La perte de confiance et le poids de la plainte civile de 2,2 millions de dollars
Il faut se mettre à la place de la famille. Un mois et demi s’était écoulé sans réponse concrète, comme l’a reconnu M. Lafrenière, qui est aussi député de Vachon, la circonscription où cette tragédie s’est produite. La mère de Nooran, Fahima Rezayi, et son père, Sharif Rezay, ont dû faire face à l’horreur. Le ministre, lui-même « père de deux grandes filles », a avoué que c’était « horrible » comme situation parentale, même s’il a rappelé qu’une enquête, oui, « ça prend du temps. »
Devant ce manque de clarté, la famille Rezayi a agi plus tôt cette semaine en déposant une **plainte civile d’un montant de plus de 2,2 millions de dollars** contre la Ville de Longueuil et les policiers impliqués. Les proches y dénoncent, entre autres choses, un usage de la force qu’ils jugent « déraisonnable et disproportionné ».

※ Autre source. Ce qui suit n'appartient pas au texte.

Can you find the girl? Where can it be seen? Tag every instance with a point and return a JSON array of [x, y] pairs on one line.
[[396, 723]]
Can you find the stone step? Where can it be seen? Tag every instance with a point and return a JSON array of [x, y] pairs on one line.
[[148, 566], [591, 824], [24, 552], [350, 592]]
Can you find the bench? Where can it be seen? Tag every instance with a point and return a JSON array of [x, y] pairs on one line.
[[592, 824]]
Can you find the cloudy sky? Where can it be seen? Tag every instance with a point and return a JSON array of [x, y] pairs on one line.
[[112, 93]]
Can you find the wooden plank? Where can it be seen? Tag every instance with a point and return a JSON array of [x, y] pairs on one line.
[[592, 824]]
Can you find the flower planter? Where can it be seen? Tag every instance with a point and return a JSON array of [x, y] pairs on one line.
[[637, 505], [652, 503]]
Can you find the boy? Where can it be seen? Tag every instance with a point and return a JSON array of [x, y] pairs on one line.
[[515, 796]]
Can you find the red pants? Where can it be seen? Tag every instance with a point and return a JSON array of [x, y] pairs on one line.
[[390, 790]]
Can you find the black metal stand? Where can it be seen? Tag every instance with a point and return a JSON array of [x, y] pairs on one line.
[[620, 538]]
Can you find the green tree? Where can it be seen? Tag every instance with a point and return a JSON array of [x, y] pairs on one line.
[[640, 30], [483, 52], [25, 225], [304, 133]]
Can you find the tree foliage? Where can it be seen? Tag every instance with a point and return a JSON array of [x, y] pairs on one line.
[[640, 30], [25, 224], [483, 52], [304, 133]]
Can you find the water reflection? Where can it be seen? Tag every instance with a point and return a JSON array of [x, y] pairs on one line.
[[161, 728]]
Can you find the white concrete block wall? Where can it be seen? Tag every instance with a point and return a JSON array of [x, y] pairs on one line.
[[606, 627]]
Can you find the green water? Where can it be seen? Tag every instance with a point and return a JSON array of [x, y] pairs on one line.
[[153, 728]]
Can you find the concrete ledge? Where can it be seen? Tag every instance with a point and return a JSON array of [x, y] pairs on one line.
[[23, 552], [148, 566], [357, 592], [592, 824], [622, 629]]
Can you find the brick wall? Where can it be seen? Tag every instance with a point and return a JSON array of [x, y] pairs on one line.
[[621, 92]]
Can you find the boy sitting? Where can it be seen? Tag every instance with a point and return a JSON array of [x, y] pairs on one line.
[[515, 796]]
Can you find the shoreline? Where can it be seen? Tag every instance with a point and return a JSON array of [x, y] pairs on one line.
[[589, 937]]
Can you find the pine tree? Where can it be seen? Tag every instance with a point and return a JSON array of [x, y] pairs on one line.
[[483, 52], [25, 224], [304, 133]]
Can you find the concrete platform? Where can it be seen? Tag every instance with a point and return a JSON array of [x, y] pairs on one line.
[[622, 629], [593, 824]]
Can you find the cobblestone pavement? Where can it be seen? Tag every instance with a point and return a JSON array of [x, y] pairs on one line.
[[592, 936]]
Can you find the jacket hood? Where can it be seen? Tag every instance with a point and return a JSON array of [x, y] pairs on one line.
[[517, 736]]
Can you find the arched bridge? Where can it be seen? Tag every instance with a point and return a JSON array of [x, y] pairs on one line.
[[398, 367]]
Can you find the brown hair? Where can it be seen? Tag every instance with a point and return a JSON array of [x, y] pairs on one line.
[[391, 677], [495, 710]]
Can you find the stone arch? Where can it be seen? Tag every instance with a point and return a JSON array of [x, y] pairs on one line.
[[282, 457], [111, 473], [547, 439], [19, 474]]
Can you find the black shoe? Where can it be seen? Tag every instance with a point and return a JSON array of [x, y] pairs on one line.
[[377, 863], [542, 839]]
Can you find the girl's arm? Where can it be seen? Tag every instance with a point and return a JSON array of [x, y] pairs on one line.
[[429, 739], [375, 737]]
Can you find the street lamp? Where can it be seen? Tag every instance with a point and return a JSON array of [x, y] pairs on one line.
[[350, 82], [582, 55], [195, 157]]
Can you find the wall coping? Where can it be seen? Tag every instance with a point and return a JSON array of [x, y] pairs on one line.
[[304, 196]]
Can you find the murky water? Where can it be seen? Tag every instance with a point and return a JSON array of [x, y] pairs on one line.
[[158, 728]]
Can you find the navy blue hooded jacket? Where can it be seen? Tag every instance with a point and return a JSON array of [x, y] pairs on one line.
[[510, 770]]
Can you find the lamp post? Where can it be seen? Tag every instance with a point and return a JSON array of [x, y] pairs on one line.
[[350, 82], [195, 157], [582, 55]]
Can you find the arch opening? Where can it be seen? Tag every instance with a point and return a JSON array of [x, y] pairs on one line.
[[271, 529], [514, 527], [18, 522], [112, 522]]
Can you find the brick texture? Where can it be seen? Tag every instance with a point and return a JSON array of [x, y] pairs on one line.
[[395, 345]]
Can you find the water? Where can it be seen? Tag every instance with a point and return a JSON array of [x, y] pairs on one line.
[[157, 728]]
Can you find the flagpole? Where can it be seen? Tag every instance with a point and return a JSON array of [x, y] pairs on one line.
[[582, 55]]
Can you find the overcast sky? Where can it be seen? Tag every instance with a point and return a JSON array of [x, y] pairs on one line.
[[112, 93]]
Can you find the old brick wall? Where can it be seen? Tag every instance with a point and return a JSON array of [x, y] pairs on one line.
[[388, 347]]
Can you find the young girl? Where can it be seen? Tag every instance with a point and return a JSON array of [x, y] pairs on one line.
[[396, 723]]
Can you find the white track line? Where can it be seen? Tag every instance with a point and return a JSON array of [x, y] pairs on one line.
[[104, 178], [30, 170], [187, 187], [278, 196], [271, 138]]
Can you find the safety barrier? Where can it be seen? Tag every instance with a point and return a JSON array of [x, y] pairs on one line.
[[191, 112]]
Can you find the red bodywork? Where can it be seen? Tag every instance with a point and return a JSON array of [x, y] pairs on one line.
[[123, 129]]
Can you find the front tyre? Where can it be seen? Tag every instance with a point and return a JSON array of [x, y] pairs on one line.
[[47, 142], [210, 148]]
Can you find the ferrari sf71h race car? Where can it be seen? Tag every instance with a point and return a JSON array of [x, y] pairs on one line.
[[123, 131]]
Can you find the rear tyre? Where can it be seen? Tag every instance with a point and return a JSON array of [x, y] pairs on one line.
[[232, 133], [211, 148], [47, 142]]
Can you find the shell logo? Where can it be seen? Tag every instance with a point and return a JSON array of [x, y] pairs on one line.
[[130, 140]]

Ce climat de flou, admet le ministre, est malheureusement susceptible d’alimenter le cynisme envers nos forces de l’ordre et, avouons-le, envers la classe politique. Ce doute est d’autant plus tenace quand on regarde les chiffres du BEI de 2024 : sur les 369 enquêtes lancées en huit ans d’existence, seules deux ont abouti à des accusations contre des policiers. Ce n’est pas beaucoup, c’est vrai. M. Lafrenière a cependant tenu à préciser qu’il ne s’agit pas uniquement d’enquêtes criminelles, mais de tous les événements où une personne est décédée après l’intervention policière, donnant l’exemple d’un suicide par saut de balcon survenu après l’arrivée des agents. Ces cas doivent tout de même faire l’objet d’une enquête indépendante.
- À noter : la présence d’une arme à feu avait été mentionnée à au moins **quatre reprises** lors des appels au 911 avant l’intervention fatale.
L’expérience de l’ancien porte-parole du SPVM au service de la critique
Une question légitime, soulevée par l’animatrice Marie-Louise Arsenault, portait sur la capacité du ministre à garder une distance critique suffisante, étant donné son passé professionnel. Rappelons en effet que le député de Vachon a été porte-parole du Service de Police de la Ville de Montréal (SPVM) pendant une **vingtaine d’années**. Comment être juge et partie, même indirectement?
Le ministre a fait sa propre défense : « Quand on aime quelque chose, on est capable de critiquer. Si je ne connaissais pas la police, j’aurais de la misère à la critiquer, mais j’aime assez la police pour être critique là-dedans », a-t-il affirmé. C’est un argument intéressant, celui de la critique interne, fondée sur l’expérience.
Dans l’attente des conclusions de l’enquête administrative demandée, et alors que le BEI a exhorté les citoyens à ne pas mener leur propre enquête parallèle, l’objectif reste le même : établir ce qui s’est réellement passé. Pour les parents, qui disaient de leur fils de 15 ans qu’il était « encore un bébé », cette attente est insoutenable. Espérons que la lumière promise par Ian Lafrenière sera faite rapidement et apportera enfin des réponses claires à Longueuil.
Ce contenu a été créé avec l’aide de l’IA.